COMMENTARY

If Democrats can't stop acting like losers when they win, America is doomed

Yes, this election was unsettling — but Democrats won. It's time to fight for what they believe, not surrender

By David Masciotra

Contributing Writer

Published November 14, 2020 12:00PM (EST)

Joe Biden, Kamala Harris, Nancy Pelosi and Chuck Schumer (Photo illustration by Salon/Getty Images)
Joe Biden, Kamala Harris, Nancy Pelosi and Chuck Schumer (Photo illustration by Salon/Getty Images)
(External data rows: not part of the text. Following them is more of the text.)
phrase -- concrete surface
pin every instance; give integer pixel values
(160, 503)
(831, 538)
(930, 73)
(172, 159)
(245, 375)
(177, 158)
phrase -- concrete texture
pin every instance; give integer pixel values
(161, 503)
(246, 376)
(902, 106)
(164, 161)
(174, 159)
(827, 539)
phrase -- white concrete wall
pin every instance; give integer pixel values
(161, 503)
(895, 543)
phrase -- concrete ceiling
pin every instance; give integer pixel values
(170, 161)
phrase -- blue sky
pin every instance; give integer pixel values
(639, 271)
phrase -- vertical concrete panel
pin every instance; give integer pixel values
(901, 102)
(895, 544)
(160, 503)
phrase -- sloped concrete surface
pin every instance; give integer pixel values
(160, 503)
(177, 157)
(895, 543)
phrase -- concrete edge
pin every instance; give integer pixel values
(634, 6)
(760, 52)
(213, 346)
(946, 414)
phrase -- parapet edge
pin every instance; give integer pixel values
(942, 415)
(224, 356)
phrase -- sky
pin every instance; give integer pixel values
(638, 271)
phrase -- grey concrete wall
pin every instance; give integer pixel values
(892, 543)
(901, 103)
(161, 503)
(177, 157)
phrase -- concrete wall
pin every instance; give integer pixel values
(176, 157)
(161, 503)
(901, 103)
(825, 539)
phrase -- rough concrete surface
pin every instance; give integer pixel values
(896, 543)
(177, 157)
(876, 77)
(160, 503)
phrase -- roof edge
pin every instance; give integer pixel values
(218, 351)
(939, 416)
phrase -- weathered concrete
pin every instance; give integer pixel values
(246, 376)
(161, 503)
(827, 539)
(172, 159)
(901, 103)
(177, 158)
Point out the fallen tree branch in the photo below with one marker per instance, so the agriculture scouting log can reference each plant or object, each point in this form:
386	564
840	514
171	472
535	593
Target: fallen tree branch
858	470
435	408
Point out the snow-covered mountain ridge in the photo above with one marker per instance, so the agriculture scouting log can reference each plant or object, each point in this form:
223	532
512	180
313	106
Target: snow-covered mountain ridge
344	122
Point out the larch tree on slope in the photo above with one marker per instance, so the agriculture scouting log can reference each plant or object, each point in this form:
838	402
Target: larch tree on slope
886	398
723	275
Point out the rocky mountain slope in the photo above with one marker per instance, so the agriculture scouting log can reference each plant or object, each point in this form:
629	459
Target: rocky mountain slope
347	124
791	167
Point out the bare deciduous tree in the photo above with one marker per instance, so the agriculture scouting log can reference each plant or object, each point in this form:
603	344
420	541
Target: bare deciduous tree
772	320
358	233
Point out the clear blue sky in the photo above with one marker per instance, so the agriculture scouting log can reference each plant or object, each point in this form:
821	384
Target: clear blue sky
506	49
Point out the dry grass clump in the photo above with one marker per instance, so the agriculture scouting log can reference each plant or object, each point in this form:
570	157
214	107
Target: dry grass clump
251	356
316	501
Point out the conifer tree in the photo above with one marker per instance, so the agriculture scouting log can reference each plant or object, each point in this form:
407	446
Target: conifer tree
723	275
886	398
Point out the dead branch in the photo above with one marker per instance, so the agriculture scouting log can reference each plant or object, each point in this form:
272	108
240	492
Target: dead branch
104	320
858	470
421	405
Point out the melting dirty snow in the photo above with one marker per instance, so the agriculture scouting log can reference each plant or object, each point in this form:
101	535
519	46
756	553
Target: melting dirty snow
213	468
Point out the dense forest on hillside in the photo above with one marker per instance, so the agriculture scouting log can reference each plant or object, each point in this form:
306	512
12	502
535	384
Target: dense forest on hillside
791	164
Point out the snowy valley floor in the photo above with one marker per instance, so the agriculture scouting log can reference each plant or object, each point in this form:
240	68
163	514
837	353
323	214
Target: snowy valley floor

Anyone treating the ignorance, bigotry and delusion of 72 million Americans as revelatory hasn't spent much time reading about American history, or even paying attention to cable news over the past four years. The poisons of racism and paranoia have stormed through the veins of politics since the nation's inception, and despite occasional signs of detoxification, the body politic will never eradicate their influence. Richard Hofstadter, the late Pulitzer Prize-winning historian, first analyzed the "paranoid style in American politics" in 1959, identifying it as not exclusively but predominantly a right-wing characteristic. 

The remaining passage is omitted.